Firebrick Brasserie

7 Market Place, Lauder

01578 718915

Lunch: £5-£15 Dinner: £18-32

Food rating: 10/10

I DO like family-run restaurants. They have served me the best and most memorable meals I have eaten anywhere, in countries as different as Vietnam and Italy, in premises with facades so discreet they are hard to find, places where there are no menus

and you just eat what you’re given as served to you by parents, children, cousins, uncles, brothers-in-law, while mothers and aunties work in the kitchens. Forced to choose between “amateur” home cooking and “professional” chef cooking, I’ll always go for the former.

Firebrick Brasserie in the little Borders town of Lauder gives you the best of both worlds.

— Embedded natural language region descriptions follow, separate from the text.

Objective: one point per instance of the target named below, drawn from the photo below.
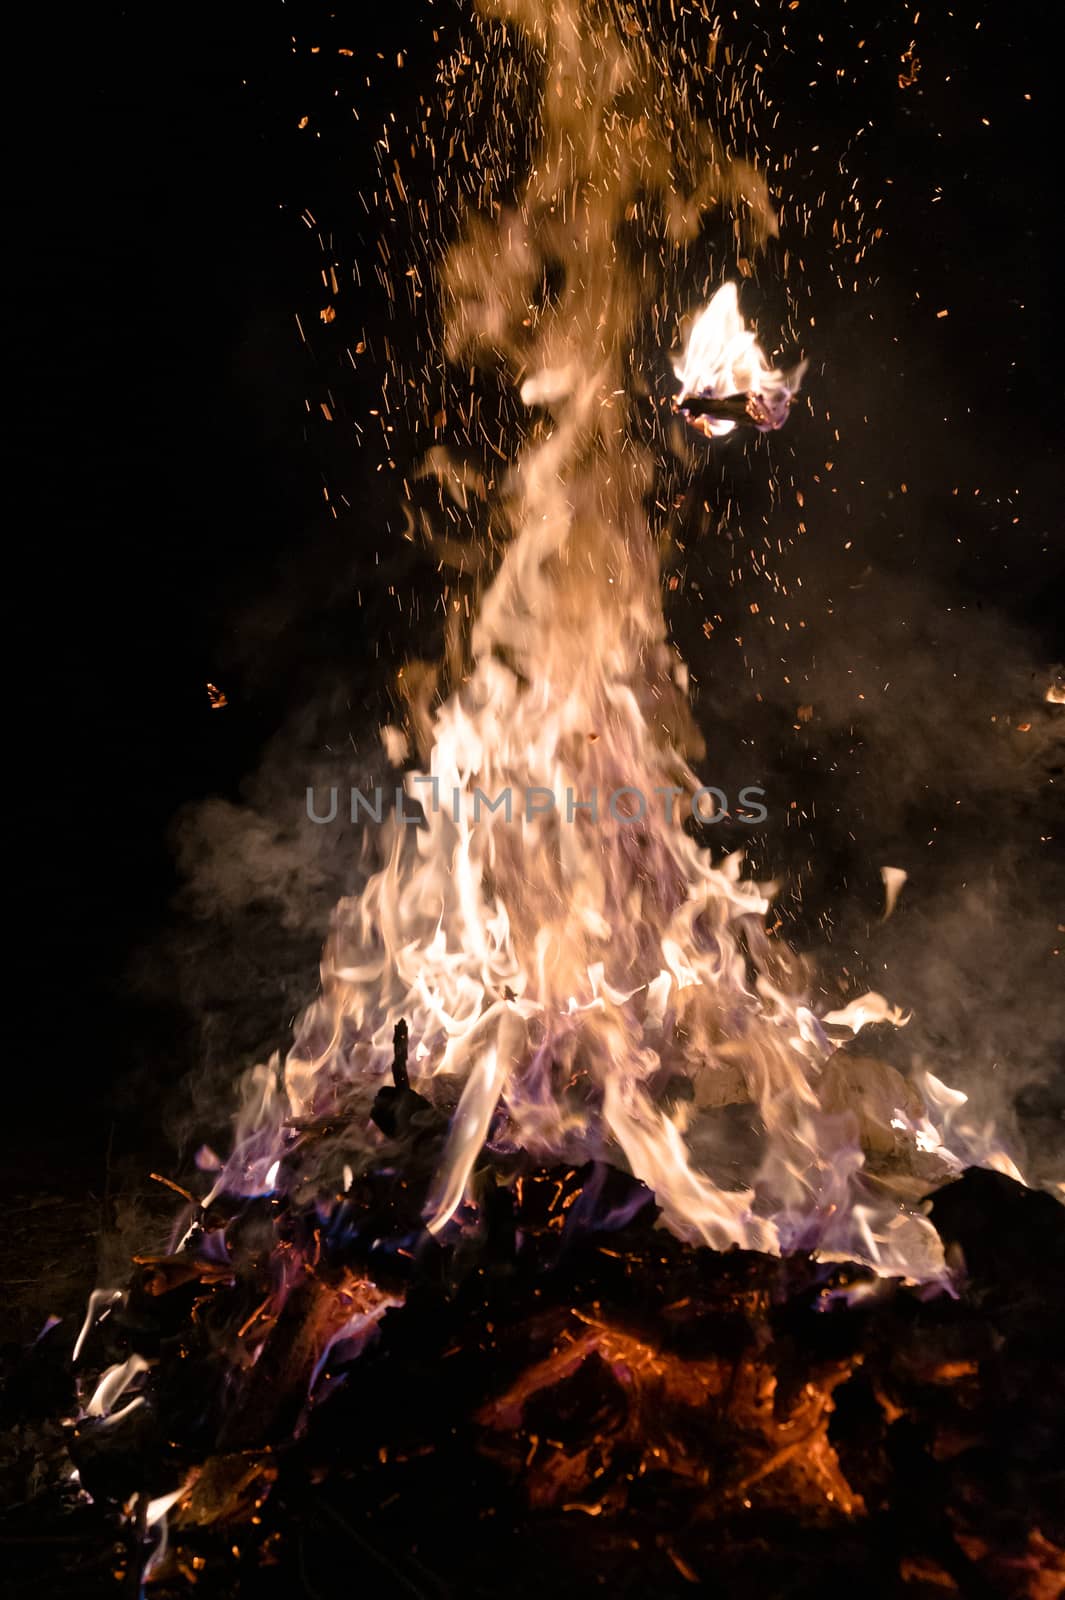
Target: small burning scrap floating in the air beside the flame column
(724, 370)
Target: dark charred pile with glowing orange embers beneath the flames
(572, 1401)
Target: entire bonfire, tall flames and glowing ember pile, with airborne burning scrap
(564, 1148)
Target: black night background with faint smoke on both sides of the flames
(175, 530)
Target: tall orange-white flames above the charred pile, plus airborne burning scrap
(565, 958)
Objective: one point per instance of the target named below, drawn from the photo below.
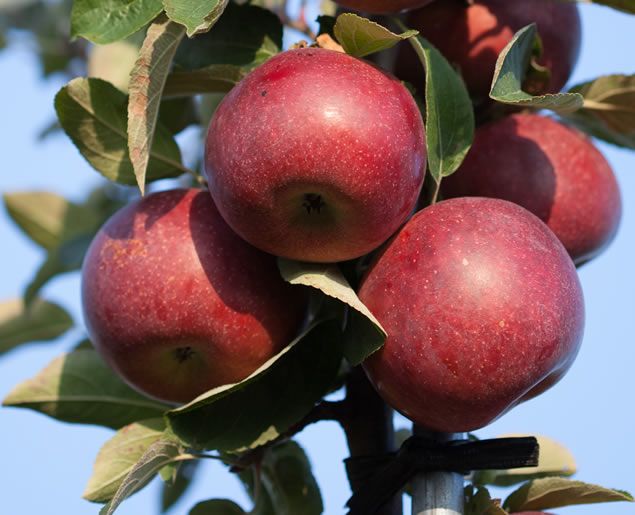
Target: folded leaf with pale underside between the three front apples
(364, 333)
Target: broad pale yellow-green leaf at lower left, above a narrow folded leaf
(119, 455)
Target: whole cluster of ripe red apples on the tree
(320, 157)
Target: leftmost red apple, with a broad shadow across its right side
(177, 303)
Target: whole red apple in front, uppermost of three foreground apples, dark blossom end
(316, 156)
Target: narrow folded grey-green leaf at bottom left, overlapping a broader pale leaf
(160, 454)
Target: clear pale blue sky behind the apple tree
(46, 463)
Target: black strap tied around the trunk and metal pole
(381, 477)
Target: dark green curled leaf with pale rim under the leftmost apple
(263, 406)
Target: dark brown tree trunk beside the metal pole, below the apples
(368, 426)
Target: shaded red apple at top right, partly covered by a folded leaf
(472, 36)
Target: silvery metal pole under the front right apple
(438, 493)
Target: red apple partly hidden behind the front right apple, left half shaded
(553, 171)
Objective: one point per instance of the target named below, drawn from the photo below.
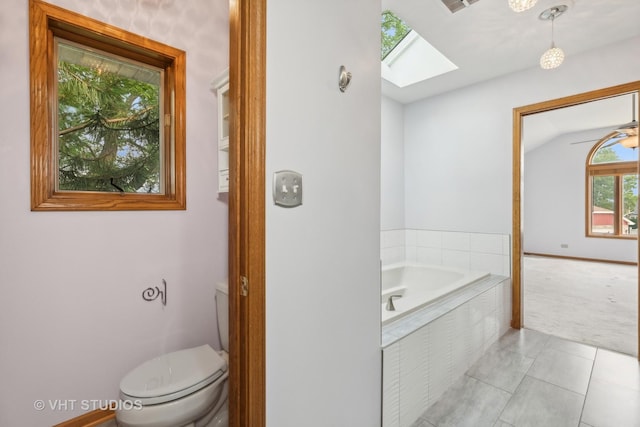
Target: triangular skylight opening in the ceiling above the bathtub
(407, 58)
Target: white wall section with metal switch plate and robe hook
(323, 354)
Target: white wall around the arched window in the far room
(554, 202)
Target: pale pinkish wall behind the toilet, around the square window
(72, 320)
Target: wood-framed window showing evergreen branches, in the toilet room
(107, 116)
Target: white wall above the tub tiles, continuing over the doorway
(458, 146)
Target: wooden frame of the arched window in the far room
(617, 170)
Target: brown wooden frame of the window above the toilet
(47, 22)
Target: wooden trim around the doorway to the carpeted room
(518, 158)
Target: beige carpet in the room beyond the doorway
(591, 302)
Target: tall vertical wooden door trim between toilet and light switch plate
(247, 90)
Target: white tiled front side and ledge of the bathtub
(427, 351)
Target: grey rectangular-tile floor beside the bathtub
(529, 378)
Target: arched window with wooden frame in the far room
(612, 190)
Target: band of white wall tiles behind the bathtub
(467, 250)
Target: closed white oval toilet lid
(181, 372)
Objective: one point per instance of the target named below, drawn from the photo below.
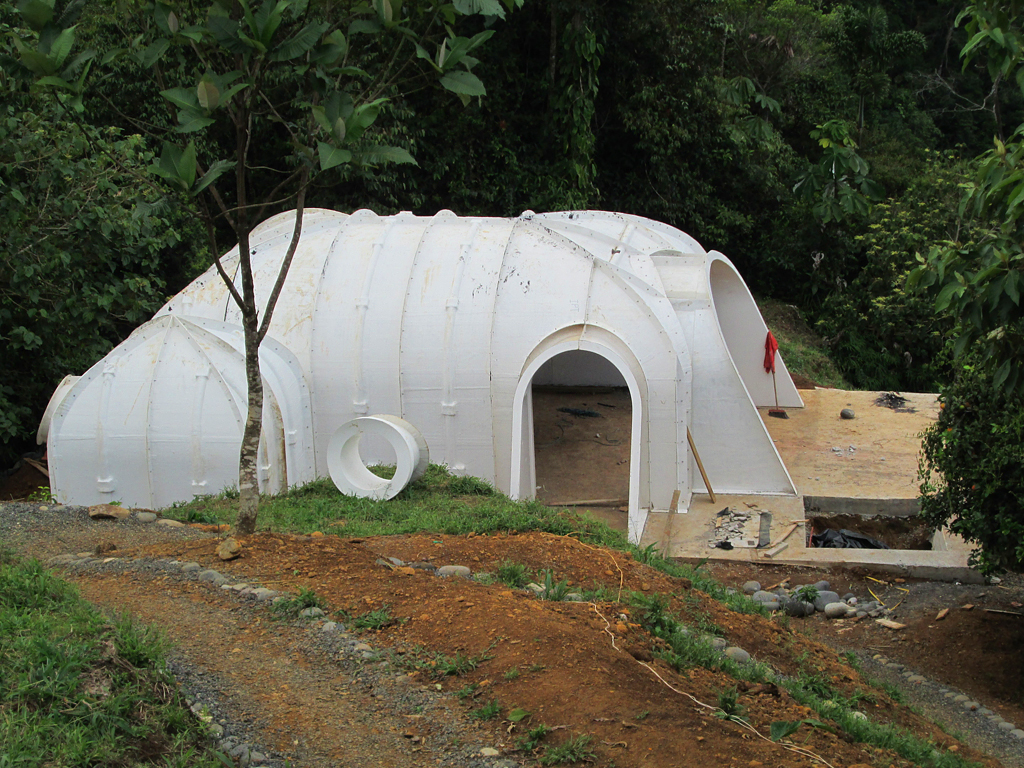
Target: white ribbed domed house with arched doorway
(444, 322)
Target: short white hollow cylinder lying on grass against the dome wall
(353, 478)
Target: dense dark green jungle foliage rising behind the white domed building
(822, 146)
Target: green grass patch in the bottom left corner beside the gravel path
(79, 690)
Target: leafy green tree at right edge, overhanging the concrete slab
(972, 457)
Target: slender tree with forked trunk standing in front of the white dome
(305, 83)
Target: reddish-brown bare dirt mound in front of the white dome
(579, 669)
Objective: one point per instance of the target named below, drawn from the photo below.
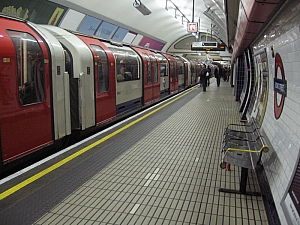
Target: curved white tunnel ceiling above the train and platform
(161, 24)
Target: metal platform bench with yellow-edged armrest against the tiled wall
(243, 146)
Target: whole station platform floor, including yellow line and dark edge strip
(161, 167)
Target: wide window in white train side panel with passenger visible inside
(127, 66)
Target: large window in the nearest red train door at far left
(30, 67)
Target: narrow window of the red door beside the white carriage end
(102, 64)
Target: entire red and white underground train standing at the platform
(54, 82)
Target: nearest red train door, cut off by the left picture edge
(25, 106)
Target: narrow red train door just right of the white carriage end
(105, 83)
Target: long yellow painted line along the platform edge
(35, 177)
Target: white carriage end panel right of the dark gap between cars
(79, 64)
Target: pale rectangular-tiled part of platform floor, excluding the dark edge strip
(171, 176)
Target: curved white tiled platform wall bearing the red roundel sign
(280, 43)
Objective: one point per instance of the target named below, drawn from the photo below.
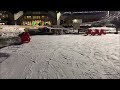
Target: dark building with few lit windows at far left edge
(6, 18)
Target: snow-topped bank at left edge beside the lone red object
(9, 35)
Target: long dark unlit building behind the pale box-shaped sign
(85, 16)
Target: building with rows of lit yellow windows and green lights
(36, 18)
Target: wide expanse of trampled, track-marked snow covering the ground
(63, 57)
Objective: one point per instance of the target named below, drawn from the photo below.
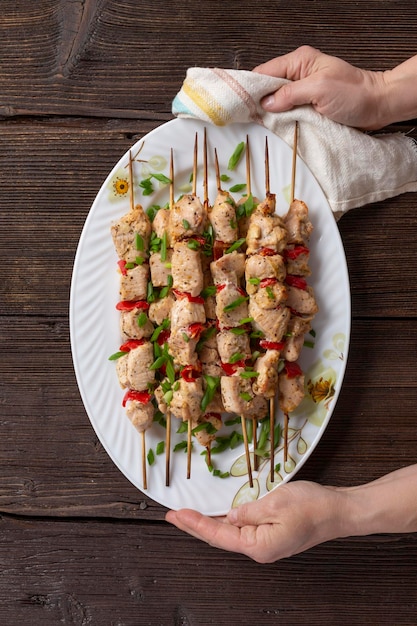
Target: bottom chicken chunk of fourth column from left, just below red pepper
(234, 390)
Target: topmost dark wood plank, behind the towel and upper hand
(107, 58)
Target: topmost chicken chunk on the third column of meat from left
(187, 218)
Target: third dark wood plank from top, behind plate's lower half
(54, 465)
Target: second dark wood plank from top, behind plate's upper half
(74, 157)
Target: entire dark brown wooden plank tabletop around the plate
(79, 83)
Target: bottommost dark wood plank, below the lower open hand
(51, 572)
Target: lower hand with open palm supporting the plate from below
(289, 520)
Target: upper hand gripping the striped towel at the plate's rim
(336, 89)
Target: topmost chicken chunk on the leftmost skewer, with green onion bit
(131, 234)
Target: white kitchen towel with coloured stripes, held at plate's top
(353, 168)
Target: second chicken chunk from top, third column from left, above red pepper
(186, 269)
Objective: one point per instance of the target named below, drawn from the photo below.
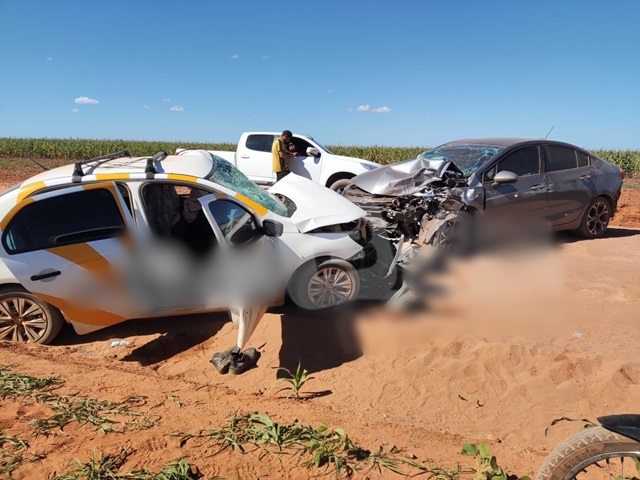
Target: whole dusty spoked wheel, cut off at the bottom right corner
(595, 453)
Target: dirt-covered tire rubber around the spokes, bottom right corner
(584, 449)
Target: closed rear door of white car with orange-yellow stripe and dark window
(67, 247)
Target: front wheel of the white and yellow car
(329, 284)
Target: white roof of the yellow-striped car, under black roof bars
(193, 164)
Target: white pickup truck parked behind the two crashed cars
(315, 162)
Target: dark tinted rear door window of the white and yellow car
(68, 219)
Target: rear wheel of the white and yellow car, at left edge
(26, 318)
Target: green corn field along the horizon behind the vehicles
(77, 149)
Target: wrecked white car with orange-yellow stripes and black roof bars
(118, 238)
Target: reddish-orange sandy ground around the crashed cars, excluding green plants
(505, 345)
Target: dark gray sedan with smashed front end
(564, 186)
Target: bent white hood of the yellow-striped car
(317, 206)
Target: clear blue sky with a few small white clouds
(347, 72)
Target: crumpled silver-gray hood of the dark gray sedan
(403, 178)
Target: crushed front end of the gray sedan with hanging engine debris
(409, 206)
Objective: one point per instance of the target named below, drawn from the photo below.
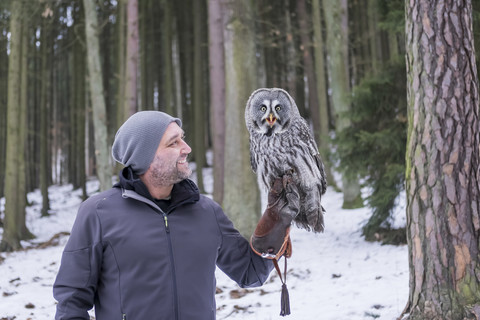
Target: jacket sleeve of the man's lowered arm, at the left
(77, 278)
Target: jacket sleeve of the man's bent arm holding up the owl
(237, 259)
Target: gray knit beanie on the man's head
(137, 140)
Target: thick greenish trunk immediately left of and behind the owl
(241, 194)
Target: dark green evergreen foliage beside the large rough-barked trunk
(373, 146)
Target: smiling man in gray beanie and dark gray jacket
(147, 248)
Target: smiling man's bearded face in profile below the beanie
(170, 165)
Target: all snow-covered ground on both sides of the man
(333, 275)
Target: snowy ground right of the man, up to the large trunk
(334, 275)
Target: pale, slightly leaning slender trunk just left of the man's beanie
(102, 154)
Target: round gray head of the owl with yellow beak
(270, 111)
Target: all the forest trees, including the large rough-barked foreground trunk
(390, 89)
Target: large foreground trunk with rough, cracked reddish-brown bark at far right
(443, 161)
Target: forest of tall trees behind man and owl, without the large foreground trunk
(72, 71)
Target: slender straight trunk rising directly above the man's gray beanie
(131, 61)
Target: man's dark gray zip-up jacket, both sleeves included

It’s the family business of chef David Haetzman and pastry chef Amanda Jordan, who have 20 years’ experience in several well-rated restaurants behind them. I always wonder how salaried – ie, not self-employed – chefs put up with the vagaries of “management”, the accountants breathing down their necks about gross margins, the owners who expect award-winning cooking from an understaffed kitchen. How liberating it must be to jump off that treadmill and work for yourself, even when it means taking on the financial risk.

And if you eat at Firebrick, I hope you’ll agree with me that it has all the hallmarks of a family restaurant that can only prosper. How lovely it was to see a little girl kitted out in an oversized apron, learning the ropes at the till. How life-enhancing to taste dishes with an almost palpable X-factor signifying the pride their makers took in them.

So often I look at menus and little appeals. At Firebrick, there’s not a starter, main course, or dessert that I didn’t fancy, and everything tastes even better than it sounds. Jerusalem artichoke “tart" was more of a flat buttery pastry, its shiny, mahogany-brown contours and flaky innards layered with slivers of the tuber cut thin on a mandolin. These in turn supported a crumble of goat’s cheese and fresh thyme, encircled by hazelnut “pesto”, a divine blend of good oil and gently toasted nuts. By comparison to this refinement, another starter of melting roasted bone marrow, with sour-sweet oxtail “marmalade”, fine chopped parsley and onion, and sourdough toast, struck a masculine, hearty note, but both starters showed the same ability to chivvy all elements present into one delectable whole.

Mixed grill of red mullet, halibut, bass, and sea bream, with a scallop thrown in for good luck, was of the standard I expect from Ondine, Scotland’s foremost seafood restaurant. Each of the six species was gloriously fresh, perfectly grilled, lightly drizzled with a subtle aioli that smacked of top-quality extra virgin oil and pleasantly muted garlic, and accompanied by satiny spinach, and sweet confit cherry tomatoes special enough to make a compelling dish in their own right. Across the table sat another quietly impressive main course: succulent, fine-grained chump of roe deer with herby Dijon mustard crust, on an base of earthily tasty roasted beetroot, carrot and parsnip.

And the chips, oh my giddy aunt, the chips! I’m not sure that I have ever had better. Cooked in dripping, they have that irresistible aroma reminiscent of the well-browned extremities of roast beef joint, and a dry crispness that most chefs only ever aspire to. In Michelin-speak, these chips alone are “worth a detour”.

Ms Jordan is very evidently a pastry chef that any establishment would aspire to headhunt. Here were puddings that show originality (a joyous rendition of the traditional Eccles cake served with clean-cut clementine jelly and vanilla parfait as rich as clotted cream), experience and accomplishment. The “plate of small desserts” was everything I want in the sweet department. Snowflake-fine short pastry, licked with fragile caramel, encasing a velveteen egg custard streaked with red fruit; a racy passion fruit posset where the fragrant fruit acids and esters foil the sugar. An unrepentantly simple cube of dark ganache as soothing as stroking a black cat. A small, yet hugely satisfying, square of white chocolate blondie with butterscotch depths you might lose yourself in.

All this, plus the fact portions are abundant and the prices remarkably reasonable for ingredients and technique of such high standard. This is one family secret that can’t help but leak out.